Everything solves the problem for me. Unlike many other desktop search tools (such as Google Desktop) that searches the content of all files, this tool searches just the names of the files. That’s exactly what I need. Furthermore, since it works only with file names, it’s also way lighter and faster than other desktop search tools.
In addition the the tools above, there are other tools that aren’t directly related to productivity but which I consider essential. Here they are:
1. Microsoft Money
Money is the tool I use to manage my personal finance. Though I miss some transactions here and there, I’ve been recording my financial transactions in Money for years. Money makes it easy for me to see where my money went in any period of time. It also helps me see how my investment portfolio performs.
Money is now discontinued by Microsoft, so you might want to use other programs like Quicken or Mint to manage your personal finance.
If you want to have a secure online life, using good passwords is important. Moreover, you should use different passwords for different sites. This way when someone stole your password for one site, he wouldn’t be able to use it to attack your other online accounts.
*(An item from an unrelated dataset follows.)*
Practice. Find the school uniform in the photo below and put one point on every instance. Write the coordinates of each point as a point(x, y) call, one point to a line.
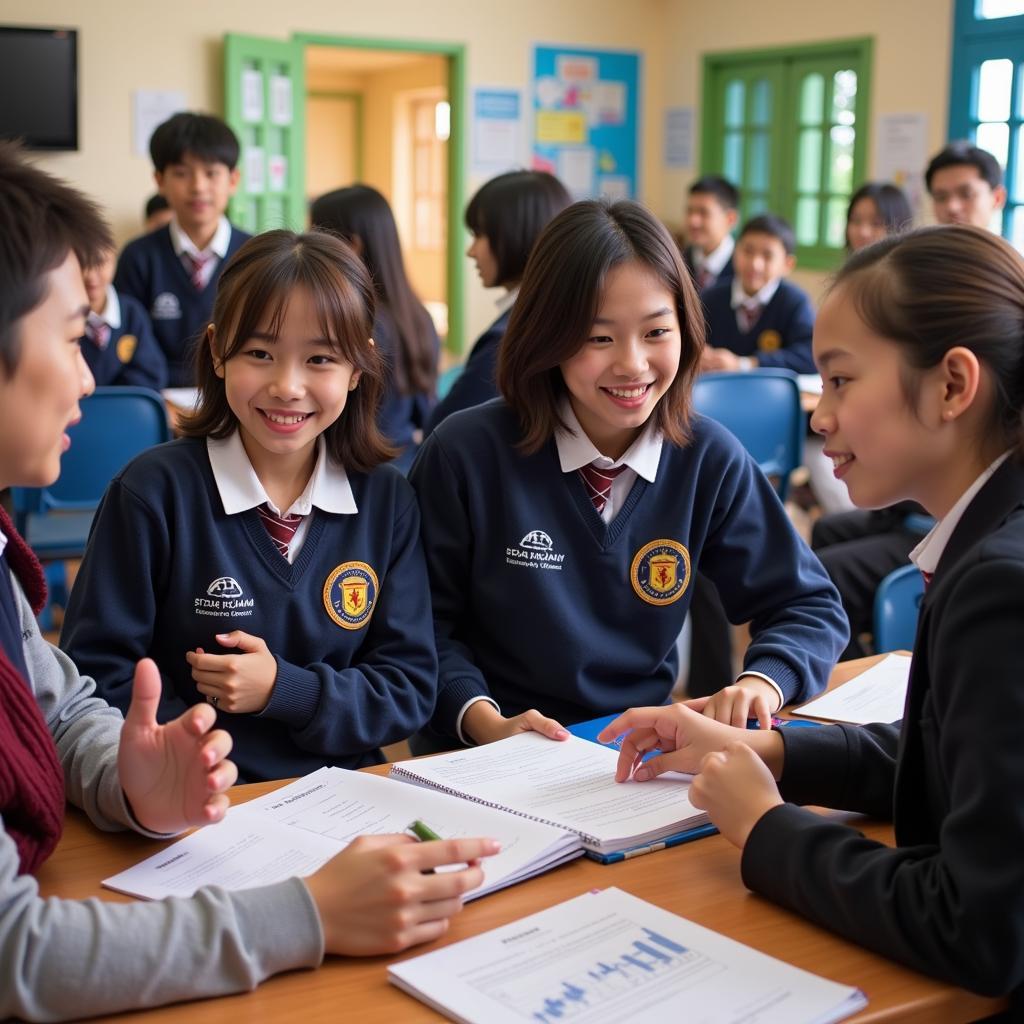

KeePass is the solution I use for this. It helps me generate good, strong password for every site I ‘m interested in and store them in an encrypted file at my local computer. I need to remember just one password, the one used to open the KeePass file.
Isn’t it nice if you have all your important files backed up automatically without you even being aware of it? That’s what DropBox does. DropBox is the newest tool in my toolbox. I now save all of my important files in the DropBox folder so that they will always be backed up to an online storage.
This tool is essential for me not because of its music playing capability but because it helps me find a lot of great content. I love to learn and iTunes has become an important source of materials in the form of podcasts and lectures.
These are the tools that I use practically every day. What about you? What tools do you think are essential?